Uzuun Bali pineklemesinden sonra zorla da olsa yola çıkabildik. Zorla diyorum çünkü Janset evi boşaltarak Lombok'ta bir komüne yerleşmek için yola çıktı. Biz de mecburen ayrıldık :) Bali'nin bağrından kopup, arabalı feribotla yaklaşık 6 saatte attık kendimizi Lombok'a. 
Vardığımızda açlıktan kudurmuş haldeydik. İlk bulduğumuz taksiye bindik, merkez Mataram'a gideriz, zaten vize uzatma işi de orada halledilecek diye düşünüyorduk ama taksici anlattıkça anlattı ve Mataram'a yarım saat mesafeli Sengigi'ye gitmeye ikna etti ve turizm bilgilendirme ofisine kadar bıraktı bizi. Yaklaşık 30 liramızı da aldı ama artık çok mu az mı bilemiyorum. Açlıktan gözümüz dönmüş zaten girdik turizm ofisine. Adam anlatıyo da anlatıyo. Burada şunlar yapılır, bu dağa çıkılır, burada dalınır, buraya gidilir vs.. Neyse kardeşim nerede yenir içilir geberdik açlıktan yarın görüşürüz dedik ve çıkıp önümüze çıkan ilk restorana dalıp karnımızı doyurduk. Sonra da geceliği 20 liraya bir otel odası bulup misler gibi uyuduk ama aklımız adamın anlattıklarında. Çünkü ne kadar aç da olsak uzun süren dinlenme süreci ardından macera isteğimiz kabarmıştı. Kısacası rahat battı. Hemen ertesi gün için yapılacakların listesini oluşturduk. Bir volkana tırmanmak, dalış yapmak ve belgesellerden seyrettiğimiz Komodo ejderlerini dünya gözüyle canlı canlı görmek. Ama her şeyden önce vizemizin tarihi dolmak üzere ve uzatılması gerekli. 


Ertesi gün soluğu aynı yerde aldık. 10 günlük pakete adam başı 500 dolar ödedik.  Bu kadar para verince adam ben sizin için vize uzatma işinizi ve Gili konaklamanızı ücretsiz yapıcam dedi. Yani meali paket içinde geçirdim zaten size :)  Kendi çabalarımızla daha ucuza halledebilirdik ama çok büyük bir fark olmayacaktı sanırım, bir de rahata alıştı ya dötümüz iki hafta boyunca Bali'de, kafamız rahat olsun dedik.. Fena da olmadı hani. İlk üç gün dağ tırmanışı, sonraki üç gün Gili Trawangan adasında kişi başı dört dalış, sonra da tekne ile 4 günlük yolculuk, Komodo ejderlerinin tek yaşam alanı Komodo adası ve en son Flores.

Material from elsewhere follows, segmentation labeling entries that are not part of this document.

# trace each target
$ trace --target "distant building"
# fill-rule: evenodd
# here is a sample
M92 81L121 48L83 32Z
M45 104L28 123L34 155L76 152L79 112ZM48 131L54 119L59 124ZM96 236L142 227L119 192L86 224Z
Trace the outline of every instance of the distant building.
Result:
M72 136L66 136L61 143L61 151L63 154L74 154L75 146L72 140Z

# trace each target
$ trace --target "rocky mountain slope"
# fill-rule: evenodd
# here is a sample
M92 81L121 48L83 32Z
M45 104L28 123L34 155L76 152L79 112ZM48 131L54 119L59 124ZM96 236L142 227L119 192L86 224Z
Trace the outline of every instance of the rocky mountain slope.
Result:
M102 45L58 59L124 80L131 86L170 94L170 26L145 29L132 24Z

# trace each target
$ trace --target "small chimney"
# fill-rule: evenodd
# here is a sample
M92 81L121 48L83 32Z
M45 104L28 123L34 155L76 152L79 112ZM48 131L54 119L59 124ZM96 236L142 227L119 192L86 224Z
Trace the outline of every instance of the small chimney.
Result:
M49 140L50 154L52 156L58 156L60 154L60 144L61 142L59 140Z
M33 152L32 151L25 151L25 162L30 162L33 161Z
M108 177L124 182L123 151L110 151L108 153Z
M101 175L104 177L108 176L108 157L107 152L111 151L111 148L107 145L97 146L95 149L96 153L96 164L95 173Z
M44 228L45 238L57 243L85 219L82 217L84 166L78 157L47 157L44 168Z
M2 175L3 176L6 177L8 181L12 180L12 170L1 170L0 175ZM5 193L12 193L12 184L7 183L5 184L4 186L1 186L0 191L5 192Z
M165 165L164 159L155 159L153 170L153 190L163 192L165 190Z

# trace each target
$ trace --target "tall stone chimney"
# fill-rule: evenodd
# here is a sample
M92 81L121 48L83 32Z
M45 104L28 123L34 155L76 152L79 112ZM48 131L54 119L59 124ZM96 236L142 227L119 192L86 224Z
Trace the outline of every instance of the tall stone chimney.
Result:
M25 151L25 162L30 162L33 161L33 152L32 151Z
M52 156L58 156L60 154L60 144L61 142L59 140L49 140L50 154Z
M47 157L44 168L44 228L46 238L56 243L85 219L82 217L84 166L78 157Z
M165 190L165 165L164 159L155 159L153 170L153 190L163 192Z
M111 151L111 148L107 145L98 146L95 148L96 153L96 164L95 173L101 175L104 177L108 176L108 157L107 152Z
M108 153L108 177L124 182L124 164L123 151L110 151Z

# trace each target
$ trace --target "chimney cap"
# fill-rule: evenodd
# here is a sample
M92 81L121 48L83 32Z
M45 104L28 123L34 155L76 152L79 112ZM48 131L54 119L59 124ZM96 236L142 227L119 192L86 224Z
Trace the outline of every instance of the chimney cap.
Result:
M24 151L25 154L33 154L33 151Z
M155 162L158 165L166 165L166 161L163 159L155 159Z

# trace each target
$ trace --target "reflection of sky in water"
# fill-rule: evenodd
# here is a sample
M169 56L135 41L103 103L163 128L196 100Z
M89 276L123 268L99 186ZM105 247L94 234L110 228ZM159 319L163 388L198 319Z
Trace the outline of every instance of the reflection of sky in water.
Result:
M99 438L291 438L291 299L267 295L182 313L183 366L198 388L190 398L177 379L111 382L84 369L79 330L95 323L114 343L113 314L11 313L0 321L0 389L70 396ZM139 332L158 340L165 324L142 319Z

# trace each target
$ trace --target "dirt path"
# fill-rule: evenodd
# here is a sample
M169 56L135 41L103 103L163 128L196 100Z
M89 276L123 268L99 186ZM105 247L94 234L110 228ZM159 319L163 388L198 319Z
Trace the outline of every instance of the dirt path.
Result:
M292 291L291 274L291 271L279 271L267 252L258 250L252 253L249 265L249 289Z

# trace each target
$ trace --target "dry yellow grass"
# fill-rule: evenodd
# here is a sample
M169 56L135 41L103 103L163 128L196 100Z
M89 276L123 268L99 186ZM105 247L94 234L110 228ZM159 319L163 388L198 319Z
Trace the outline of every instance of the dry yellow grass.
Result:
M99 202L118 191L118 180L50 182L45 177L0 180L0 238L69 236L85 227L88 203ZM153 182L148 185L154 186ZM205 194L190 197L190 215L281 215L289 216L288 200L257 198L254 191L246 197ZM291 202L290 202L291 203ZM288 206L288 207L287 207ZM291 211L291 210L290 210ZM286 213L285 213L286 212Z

Ertesi gün sabah saat 5, odanın kapısı çalıyor. Daha hiç bir şey hazır değil ama apar topar hazırlandık ve kendimizi bir minibüsün içinde bulduk. Sonra dağın eteğinde bir ofiste kahvaltının ardından Endonezyalı bir adam başladı anlatmaya. Dağa tırmanırken şunları yanınıza alın, size günde 2 şişe su verebiliriz, yemeği yolumuz üzerindeki doğal kaynak sularından yapacağız, bu kaynak sularında kesinlikle elinizi yüzünüzü yıkamayın...vb genel bilgiler vermeye. Neyse bizim kendi çadırımız, tulumumuz ve matımız olduğu için hepsini hazırladık ama adamı dinlemeyip yanımıza bu ekvator sıcağında üşümeyiz diyerek ne bir polar, ne de yağmurluk aldık. Oysa sadece bu tarz tırmanışlar için özel olarak satın alınmış ve tüm yolculuk boyunca bize yük olmaktan başka bir işe yaramayan malzemelerimiz var. Uyku tulumlarını ve çadırı aldılar taşımak için. Bizde de matlar ve birkaç parça eşyanın olduğu çanta kaldı. Neyse ben merak ediyorum tabi acaba bu yükleri, yemekleri falan nasıl taşıyacaklar diye. Görünce şok olduk. Çıplak ayaklar, ellerde sigaraları ve inanılmaz bacak kasları olan 3 köylü yükler omuzlarında başladı bizimle beraber ormanın içinde yürümeye...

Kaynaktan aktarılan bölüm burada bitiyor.